Alkoholowe preferencje nie zawsze bazują na smaku. Niektórzy uważają, że pewne rodzaje alkoholi przyjemniej zanietrzeźwiają od innych. Czy rzeczywiście różne alkohole powodują różne rodzaje upojenia?
Liczby nie kłamią
Najprostsze, matematyczne podejście do powyższego zagadnienia, prowadzi do stwierdzenia, że każdy rodzaj alkoholu upija tak samo. Wszystkie alkohole, zawierają tę samą substancję powodującą utratę trzeźwości - doskonale znany wszystkim etanol. Także nie ma znaczenia czy pijemy piwo czy też wódkę, liczy się przede wszystkim wypita ilość danego trunku. Jeśli w półlitrowym piwie znajduje się 5% czystego alkoholu, to zawiera ono mniej więcej tyle samo etanolu co pięćdziesiątka wódki. Mimo, że należy brać pod uwagę cechy osobnicze (np. waga i płeć) to można stwierdzić, że ktoś kto wypije dwa duże piwa będzie mniej więcej tak samo pijany jak ktoś kto wypije dwa kieliszki gorzałki.

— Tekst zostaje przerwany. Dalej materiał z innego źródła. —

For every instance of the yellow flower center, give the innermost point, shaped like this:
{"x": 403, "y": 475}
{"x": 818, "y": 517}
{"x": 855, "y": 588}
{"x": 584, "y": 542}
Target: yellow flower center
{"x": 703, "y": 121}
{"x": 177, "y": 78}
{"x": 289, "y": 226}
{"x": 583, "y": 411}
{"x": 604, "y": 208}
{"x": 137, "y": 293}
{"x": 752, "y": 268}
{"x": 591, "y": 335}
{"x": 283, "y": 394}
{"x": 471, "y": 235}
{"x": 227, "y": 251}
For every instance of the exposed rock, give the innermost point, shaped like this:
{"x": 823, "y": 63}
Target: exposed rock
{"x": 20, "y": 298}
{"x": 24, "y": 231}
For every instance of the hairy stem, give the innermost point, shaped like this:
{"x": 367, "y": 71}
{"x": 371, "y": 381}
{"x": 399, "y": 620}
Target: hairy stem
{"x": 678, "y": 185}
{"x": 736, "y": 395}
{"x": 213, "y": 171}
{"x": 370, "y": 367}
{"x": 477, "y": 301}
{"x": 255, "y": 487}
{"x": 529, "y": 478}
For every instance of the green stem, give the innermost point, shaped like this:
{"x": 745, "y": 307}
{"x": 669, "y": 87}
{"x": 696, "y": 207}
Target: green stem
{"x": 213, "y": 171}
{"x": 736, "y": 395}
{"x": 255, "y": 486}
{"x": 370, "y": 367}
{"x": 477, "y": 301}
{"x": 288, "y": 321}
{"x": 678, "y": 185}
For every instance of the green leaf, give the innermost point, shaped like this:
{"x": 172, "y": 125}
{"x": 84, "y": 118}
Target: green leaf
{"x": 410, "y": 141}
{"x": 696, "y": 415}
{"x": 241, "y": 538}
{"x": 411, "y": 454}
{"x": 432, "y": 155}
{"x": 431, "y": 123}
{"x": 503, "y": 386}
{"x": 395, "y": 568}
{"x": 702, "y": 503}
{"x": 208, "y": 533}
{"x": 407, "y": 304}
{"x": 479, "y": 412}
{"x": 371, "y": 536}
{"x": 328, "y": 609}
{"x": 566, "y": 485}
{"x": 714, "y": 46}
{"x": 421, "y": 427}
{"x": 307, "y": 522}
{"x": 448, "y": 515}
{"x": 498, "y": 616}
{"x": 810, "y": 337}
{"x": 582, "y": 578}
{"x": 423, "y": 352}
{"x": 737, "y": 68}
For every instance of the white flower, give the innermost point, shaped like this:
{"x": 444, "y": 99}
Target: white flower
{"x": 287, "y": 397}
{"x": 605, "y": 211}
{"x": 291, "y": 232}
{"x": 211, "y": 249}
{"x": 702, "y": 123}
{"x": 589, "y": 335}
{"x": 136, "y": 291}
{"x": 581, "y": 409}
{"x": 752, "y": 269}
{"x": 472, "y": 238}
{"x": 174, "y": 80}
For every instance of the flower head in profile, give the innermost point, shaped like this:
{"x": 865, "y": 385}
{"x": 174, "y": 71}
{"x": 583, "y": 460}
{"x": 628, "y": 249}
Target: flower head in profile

Powyższe podejście jest w zasadzie słuszne. Nie bierze jednak ono pod uwagę dwóch istotnych rzeczy: unikalnych składów chemicznych różnych alkoholi oraz tzw. czynnika ludzkiego.
To, co niemierzalne
Wyskokowe napoje powstają w wyniku procesu fermentacji. Podczas tego procesu wytwarzany jest nie tylko etanol, lecz również inne związki chemiczne takie jak np. aldehyd octowy, estry czy taniny. Każdy alkohol zawiera wyjątkową mieszankę związków chemicznych powstałych w wyniku fermentacji i z tej przyczyny różne alkohole mogą faktycznie różnie oddziaływać na pijących. Te różnice w oddziaływaniu są jednak niemierzalne i są w dużej mierze uzależnione od wspomnianego czynnika ludzkiego. Np. gitarzysta grupy The Rolling Stones Keith Richards podczas nagrywania jednej z płyt tej formacji doszedł do wniosku, że whisky działa demotywująco i przerzucił się na wódkę. Gin był z kolei ongiś uznawany, bez wyraźnej przyczyny, za alkohol powodujący depresję u kobiet.
Psychologia
Nie bez znaczenia jest także psychologia picia. Nastrój jaki mamy w chwili, w której zaczynamy pić, ma kolosalny wpływ na to, jak się poczujemy po skonsumowaniu alkoholu. Liczy się także nastawienie. Badania wpływu alkoholu na funkcje motoryczne i poznawcze osób pijących wykazały, że ci którzy jeszcze przed konsumpcją alkoholu spodziewają się, że mocno się upiją, mocniej ulegają wpływowi etanolu niż ci, którzy przed spożyciem spodziewają się, że upiją się słabo.
W życiu często liczy się to, co mamy głowie. Jak się okazuje nie inaczej jest w przypadku picia.